Sometimes, a controlling client isn’t so bad. They know what they want down to the last detail, so you can get a project done quickly, get paid, and move on. Controllers become difficult clients when they try to completely take over. They don’t have the same skills as you, but they are still sure they could do a better job.
If you have ever delivered a project and then had trouble collecting payment, you have come up against a dodger client. They may offer excuses, or simply stop replying.
In this case, an ounce of prevention is worth a pound of cure, as they say. It is best to set up a payment schedule, including a down payment, so you aren’t left hanging after delivering your work.
Tips & strategies for communicating with difficult clients
No matter what type of difficult client you are dealing with, laying the groundwork for good communication is the key to getting past uncomfortable situations. Here are some basic tips for setting up strong working relationships, even with difficult clients.
You should expect honesty from your clients, and you should always be upfront with them. Talk about what your strengths as a freelancer are, how long it will take to complete a project and your work process.
Don’t promise things you can’t deliver, and ask them for the same courtesy. Honesty sets up trust, which is vital in a business partnership.
Communicate your working hours and stick to that schedule. Some freelancers prefer to work evenings and weekends, but this is not true of every gig worker. Let your clients know when and how they can get a hold of you, and when they can’t. You should set similar boundaries regarding timelines, payments, and taking on new work.
It can be tempting to shut down with difficult clients. You might feel you are right, or annoyed that the client seems to be taking advantage of you. This is true sometimes, but other times, asking some simple questions can help you figure out what is really going on and address the problem before it becomes bigger.
Be the expert.
When you are done listening, remember that you were hired for a reason. You have skills that your client does not, and you can help direct the project in the direction it needs to go. Be polite, but assertive.
Use multiple tools.
Not everyone communicates exactly the same. As you work with difficult clients, you will start to learn their preferences, but it is important to remember in the beginning that, while texting might be your preference, an older client may do better on the phone.
Video calls work in some cases, but other times, when feasible, a face-to-face meeting might be worth the trouble. Important documents like contracts, deadlines and approvals should all be written through email, so you have something to reference. Choose the tool that works for both the personality of the client and the situation at hand.
How to vet prospective clients to avoid the difficult ones
It is so much better to avoid difficult clients altogether. How do you do that? Millo has an in-depth article on attracting the right kinds of clients, but I will boil down some of the key takeaways here.
First, pay attention to your messaging. Your website, portfolio, resume and marketing materials should all be directed towards the niche clients you want to attract. You’ve worked hard to narrow your expertise, be prepared to showcase that! High-quality marketing will attract high-quality clients, so invest in this part of your business.
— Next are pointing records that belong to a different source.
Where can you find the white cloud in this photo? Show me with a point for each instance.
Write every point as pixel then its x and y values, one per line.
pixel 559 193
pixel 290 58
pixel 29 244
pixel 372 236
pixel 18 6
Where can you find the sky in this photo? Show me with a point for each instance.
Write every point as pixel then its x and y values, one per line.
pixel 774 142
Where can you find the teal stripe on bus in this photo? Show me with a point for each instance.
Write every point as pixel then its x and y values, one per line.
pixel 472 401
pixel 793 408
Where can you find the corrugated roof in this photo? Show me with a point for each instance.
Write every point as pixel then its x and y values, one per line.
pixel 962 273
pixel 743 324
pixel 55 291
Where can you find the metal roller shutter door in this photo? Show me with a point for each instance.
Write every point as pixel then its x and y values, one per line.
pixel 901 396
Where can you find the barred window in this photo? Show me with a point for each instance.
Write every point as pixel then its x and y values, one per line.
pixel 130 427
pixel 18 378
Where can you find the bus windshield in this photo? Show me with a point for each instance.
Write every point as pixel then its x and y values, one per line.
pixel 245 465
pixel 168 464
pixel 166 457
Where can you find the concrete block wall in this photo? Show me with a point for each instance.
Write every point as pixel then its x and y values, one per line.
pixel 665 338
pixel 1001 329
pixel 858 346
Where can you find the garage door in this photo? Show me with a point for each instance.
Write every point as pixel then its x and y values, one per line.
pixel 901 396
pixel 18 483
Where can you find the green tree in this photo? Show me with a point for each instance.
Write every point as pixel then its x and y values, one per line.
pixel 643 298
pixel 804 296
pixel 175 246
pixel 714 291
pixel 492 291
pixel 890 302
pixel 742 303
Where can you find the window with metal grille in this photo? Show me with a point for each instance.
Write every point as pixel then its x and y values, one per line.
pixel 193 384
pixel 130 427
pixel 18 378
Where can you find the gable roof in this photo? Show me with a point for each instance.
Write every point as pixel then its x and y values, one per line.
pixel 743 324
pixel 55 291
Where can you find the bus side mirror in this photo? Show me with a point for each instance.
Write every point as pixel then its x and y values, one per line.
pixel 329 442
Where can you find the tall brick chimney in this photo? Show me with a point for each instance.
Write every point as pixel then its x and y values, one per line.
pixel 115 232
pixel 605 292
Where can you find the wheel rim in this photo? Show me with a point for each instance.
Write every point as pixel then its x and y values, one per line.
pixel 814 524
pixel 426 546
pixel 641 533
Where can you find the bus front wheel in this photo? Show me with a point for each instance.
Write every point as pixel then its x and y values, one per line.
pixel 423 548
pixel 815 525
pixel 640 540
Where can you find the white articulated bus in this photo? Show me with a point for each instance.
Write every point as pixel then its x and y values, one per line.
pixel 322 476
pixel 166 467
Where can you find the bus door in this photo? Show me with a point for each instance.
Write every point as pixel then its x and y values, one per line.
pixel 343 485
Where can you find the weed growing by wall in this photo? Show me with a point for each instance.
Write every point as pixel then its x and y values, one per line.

Second, be sure to have an effective onboarding process. You can weed out a lot of difficult clients just by communicating your expectations, pricing and processes up front.
Finally, rely on your network to help you find the best clients. Create a referral program, offering incentives to your current favorite clients. Odds are they work around like-minded people who would be happy to have your services. You can also ask around before taking on new clients. Referrals and reviews go both ways.
Deal with difficult clients properly
Difficult clients are inevitable, but recognizing the problem, communicating clearly, setting boundaries, and standing up for yourself can help you get through those tough situations.